Orkanfolgen kosten Düsseldorf 84 Millionen Euro

Joachim Geschke
Die Wurzel eines durch das Unwetter beschädigten Baumes liegt am Rande eines Weges.
Die Wurzel eines durch das Unwetter beschädigten Baumes liegt am Rande eines Weges.
Foto: dpa
Bereits die vorläufige Bilanz des Schadens durch den Gewitterorkan "Ela" ist erschreckend: Auf rund 64 Millionen Euro kommt Kämmerer Manfred Abrahams. Weitere 20 Millionen werden noch in diesem Jahr für geplante Maßnahmen zu Buche schlagen. Zerstörte Straßenbäume sind der größte Kostenfaktor.

Düsseldorf. Es ist nur eine vorläufige Bilanz, aber die ersten offiziellen Zahlen sind jetzt schon erschreckend: Auf rund 64 Millionen Euro addiert der Kämmerer Manfred Abrahams in einer „vorläufigen Kostenschätzung“ den Schaden durch den Gewitterorkan am Pfingstabend des 9. Juni.

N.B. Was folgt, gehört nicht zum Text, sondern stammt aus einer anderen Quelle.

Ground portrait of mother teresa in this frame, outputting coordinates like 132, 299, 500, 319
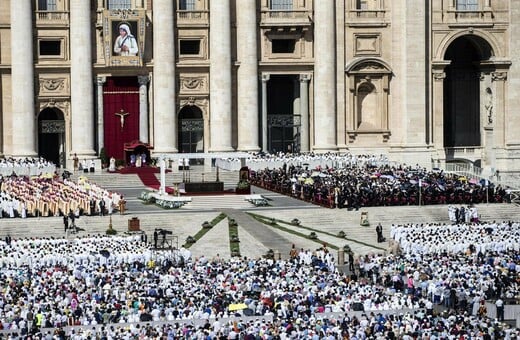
114, 23, 139, 56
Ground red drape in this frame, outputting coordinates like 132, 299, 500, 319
103, 77, 139, 159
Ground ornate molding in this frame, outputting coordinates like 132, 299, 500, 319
40, 120, 65, 133
40, 99, 70, 117
181, 77, 206, 91
491, 72, 507, 81
40, 78, 65, 92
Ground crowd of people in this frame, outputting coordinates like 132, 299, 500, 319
0, 222, 520, 339
250, 157, 509, 209
0, 157, 56, 176
0, 174, 122, 218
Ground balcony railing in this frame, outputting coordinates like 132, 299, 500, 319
349, 9, 386, 20
36, 11, 69, 25
177, 10, 209, 25
445, 9, 493, 25
261, 10, 312, 26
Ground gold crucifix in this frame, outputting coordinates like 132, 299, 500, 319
114, 109, 130, 131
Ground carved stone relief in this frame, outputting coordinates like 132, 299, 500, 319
180, 76, 208, 93
39, 77, 69, 96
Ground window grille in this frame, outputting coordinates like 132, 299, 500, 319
270, 0, 293, 11
456, 0, 478, 11
108, 0, 132, 9
38, 0, 58, 11
179, 0, 195, 11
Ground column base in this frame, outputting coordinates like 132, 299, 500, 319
209, 147, 235, 152
237, 145, 261, 152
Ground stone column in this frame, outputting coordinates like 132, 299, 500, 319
430, 62, 449, 161
262, 74, 269, 152
237, 1, 260, 151
70, 0, 96, 158
96, 77, 107, 153
9, 0, 38, 157
209, 0, 234, 152
491, 70, 510, 149
314, 0, 337, 152
153, 0, 177, 153
137, 76, 150, 143
300, 74, 311, 152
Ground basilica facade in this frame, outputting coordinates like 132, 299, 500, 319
0, 0, 520, 173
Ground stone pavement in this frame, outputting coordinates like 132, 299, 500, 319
0, 169, 520, 258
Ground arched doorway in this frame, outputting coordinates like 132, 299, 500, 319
38, 108, 66, 167
443, 36, 492, 148
264, 74, 301, 153
178, 106, 204, 164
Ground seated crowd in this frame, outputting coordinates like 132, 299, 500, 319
0, 175, 122, 218
250, 158, 509, 209
0, 223, 520, 339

Dazu kommen knapp 20 Millionen Euro für Maßnahmen, die die städtischen Ämter noch in diesem Jahr durchführen wollen. Macht insgesamt satte 84 Millionen Euro, und das ist nicht die letzte Zahl zum Sturmschaden, an dessen Beseitigung die Stadt noch jahrelang arbeiten wird.

Rat will 15 Millionen Soforthilfe bewilligen

Die vorläufige Rechnung wird der Kämmerer heute dem Rat vorlegen. In dessen konstituierender Sitzung sollen zunächst 15 Millionen Euro als Soforthilfe bereit gestellte Mittel bewilligt werden. Das Geld soll nicht durch Aufnahme von Krediten, sondern aus der Rücklage entnommen werden oder durch nicht ausgegebene Mittel bezahlt werden, heißt es.

Zu diesen Summen kommen allerdings noch die Kosten für Schäden in den Wäldern, die noch nicht alle festgestellt und zusammen gerechnet werden konnten. Versicherungen werden nur zu einem geringen Teil die Kosten verkleinern. Denn nur 100 der städtischen Gebäude sind gegen Sturm und Hagel versichert.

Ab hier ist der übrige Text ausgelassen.